Chief Operating Officer/Executive Vice President at No Magic, Inc.

Beyond the Limits of Keyword Search

With the continuous growth in web content, the results achieved by traditional search engines by query specific keywords to content has resulted in markedly high recall and low precision. Semantic information retrieval can enhance the relevancy of search results by understanding search intention and the contextual meaning of terms as they are entered by the user.

The goal of semantic search (From Wikipedia)

Semantic search seeks to improve search accuracy by understanding searcher intent and the contextual meaning of terms as they appear in the searchable dataspace, whether on the Web or within a closed system, to generate more relevant results. Semantic search systems consider various points including context of search, location, intent, variation of words, synonyms, generalized and specialized queries, concept matching and natural language queries to provide relevant search results. Major web search engines like Google and Bing incorporate some elements of semantic search.

Rather than using ranking algorithms such as Google’s PageRank to predict relevancy, semantic search uses semantics, or the science of meaning in language, to produce highly relevant search results. In most cases, the goal is to deliver the information queried by a user rather than have a user sort through a list of loosely related keyword results. However, Google itself has subsequently also announced its own Semantic Search project.

The need for Ontology

The basics

• Ontology is about the exact description of things and their relationships.
• For the web, ontology is about the exact description of web information and relationships between web information.
• Ontologies are the next emerging generation of database concepts and technology.

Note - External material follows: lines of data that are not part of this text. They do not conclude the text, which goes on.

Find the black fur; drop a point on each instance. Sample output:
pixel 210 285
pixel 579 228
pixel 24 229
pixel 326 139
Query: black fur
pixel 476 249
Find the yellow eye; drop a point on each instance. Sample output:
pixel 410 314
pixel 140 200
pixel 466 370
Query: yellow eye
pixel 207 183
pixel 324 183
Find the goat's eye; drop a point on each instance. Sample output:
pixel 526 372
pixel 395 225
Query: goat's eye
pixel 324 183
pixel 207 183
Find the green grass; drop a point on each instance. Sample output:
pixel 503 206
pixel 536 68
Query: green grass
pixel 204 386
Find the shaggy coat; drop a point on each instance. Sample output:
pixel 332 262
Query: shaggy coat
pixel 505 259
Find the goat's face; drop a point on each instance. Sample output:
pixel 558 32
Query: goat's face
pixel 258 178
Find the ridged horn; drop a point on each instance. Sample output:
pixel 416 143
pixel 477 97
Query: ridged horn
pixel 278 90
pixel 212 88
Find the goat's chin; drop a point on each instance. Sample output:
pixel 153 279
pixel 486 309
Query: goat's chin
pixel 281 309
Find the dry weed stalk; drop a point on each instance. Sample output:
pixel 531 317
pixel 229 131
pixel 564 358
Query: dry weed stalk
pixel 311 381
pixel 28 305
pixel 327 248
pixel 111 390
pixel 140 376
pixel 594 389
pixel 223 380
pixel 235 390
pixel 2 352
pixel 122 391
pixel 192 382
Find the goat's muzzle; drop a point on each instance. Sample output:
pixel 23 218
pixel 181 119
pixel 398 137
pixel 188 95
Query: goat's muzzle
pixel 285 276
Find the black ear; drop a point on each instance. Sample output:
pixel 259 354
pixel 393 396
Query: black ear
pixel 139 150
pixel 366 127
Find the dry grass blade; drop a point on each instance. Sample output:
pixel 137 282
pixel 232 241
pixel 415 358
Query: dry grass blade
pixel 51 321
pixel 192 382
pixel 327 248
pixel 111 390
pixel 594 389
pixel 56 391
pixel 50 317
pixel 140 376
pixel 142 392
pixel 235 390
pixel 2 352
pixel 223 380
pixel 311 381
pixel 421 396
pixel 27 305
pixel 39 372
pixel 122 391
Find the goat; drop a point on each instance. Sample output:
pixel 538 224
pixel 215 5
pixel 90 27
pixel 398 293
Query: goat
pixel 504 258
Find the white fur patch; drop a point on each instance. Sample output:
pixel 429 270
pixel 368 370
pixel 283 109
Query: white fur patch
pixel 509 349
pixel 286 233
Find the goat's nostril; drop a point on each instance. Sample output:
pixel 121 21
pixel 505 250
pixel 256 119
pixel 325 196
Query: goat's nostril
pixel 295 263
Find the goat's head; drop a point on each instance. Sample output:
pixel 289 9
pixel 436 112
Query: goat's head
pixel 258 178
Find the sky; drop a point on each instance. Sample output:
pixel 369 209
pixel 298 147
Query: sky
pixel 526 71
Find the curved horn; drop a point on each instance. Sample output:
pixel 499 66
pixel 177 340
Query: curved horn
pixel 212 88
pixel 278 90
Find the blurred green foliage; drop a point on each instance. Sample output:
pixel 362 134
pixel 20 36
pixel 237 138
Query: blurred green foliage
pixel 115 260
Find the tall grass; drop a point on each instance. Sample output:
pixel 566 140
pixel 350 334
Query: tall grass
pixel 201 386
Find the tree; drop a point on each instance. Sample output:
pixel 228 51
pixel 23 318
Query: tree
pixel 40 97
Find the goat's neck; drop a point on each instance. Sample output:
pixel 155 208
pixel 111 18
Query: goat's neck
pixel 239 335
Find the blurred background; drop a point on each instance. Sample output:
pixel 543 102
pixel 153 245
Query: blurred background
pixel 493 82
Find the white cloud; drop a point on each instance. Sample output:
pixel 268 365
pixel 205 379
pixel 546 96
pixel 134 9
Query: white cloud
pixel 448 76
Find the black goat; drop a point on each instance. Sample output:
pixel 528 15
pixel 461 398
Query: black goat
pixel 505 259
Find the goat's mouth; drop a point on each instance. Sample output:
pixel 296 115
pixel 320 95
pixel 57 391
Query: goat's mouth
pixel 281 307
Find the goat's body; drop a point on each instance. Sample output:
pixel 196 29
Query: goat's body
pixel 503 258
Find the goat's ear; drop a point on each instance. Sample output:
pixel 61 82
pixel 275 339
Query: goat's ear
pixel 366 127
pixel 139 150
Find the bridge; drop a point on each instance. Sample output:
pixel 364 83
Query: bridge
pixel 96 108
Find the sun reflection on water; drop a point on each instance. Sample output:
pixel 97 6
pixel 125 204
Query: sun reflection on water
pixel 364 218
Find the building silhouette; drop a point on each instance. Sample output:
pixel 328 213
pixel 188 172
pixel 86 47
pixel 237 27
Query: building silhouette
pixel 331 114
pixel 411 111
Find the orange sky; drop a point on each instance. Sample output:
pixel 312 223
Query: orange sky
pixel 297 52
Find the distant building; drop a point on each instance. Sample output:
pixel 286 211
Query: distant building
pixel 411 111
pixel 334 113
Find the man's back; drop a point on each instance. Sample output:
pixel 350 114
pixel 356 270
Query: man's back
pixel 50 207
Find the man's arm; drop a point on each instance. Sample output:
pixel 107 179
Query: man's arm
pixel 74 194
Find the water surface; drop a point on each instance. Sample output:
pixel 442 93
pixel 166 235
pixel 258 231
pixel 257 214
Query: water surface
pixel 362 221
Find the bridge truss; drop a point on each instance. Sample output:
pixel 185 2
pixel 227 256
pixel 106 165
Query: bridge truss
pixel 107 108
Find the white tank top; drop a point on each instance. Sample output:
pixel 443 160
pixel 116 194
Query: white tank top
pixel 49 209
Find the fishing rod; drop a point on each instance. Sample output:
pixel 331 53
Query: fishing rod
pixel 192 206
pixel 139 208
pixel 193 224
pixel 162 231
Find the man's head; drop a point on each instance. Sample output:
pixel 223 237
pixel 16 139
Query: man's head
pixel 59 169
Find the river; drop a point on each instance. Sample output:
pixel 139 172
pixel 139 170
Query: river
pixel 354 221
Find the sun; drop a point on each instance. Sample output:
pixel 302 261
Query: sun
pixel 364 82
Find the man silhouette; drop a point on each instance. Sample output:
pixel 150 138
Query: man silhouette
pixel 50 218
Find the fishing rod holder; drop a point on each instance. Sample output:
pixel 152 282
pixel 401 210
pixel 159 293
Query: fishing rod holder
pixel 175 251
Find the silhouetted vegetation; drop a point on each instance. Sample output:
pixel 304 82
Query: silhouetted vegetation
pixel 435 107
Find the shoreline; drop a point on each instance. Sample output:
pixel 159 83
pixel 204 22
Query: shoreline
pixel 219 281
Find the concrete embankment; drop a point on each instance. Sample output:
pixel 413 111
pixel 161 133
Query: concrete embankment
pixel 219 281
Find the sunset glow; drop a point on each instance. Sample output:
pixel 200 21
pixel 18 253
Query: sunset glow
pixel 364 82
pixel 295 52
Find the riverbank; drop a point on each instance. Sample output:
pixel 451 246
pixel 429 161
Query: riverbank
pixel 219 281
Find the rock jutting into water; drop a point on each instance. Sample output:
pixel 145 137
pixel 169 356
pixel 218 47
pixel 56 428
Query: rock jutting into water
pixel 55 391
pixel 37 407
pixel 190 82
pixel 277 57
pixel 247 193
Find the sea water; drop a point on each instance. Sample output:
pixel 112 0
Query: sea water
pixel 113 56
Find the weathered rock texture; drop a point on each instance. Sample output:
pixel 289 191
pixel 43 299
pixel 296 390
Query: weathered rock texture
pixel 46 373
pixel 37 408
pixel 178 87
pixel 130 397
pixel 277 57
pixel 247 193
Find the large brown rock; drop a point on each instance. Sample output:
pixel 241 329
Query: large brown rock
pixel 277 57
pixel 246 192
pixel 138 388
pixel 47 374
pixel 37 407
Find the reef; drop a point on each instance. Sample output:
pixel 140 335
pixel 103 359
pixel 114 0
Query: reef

OWL stands for Web Ontology Language

• OWL was designed for processing information.
• OWL was designed to provide a common way to process the content of web information (Either by displaying it in diagrams or making it available in the web processes). 
• OWL was designed to be read by computer applications (instead of humans).
• OWL contains RDF, but OWL is a stronger language with greater machine interpretability and uses RDF language elements.
• OWL comes with a larger vocabulary than RDF. But RDF, being simpler, is used as a basis for the bazillion sets of data being added to the web from countries and special interest groups all over the world.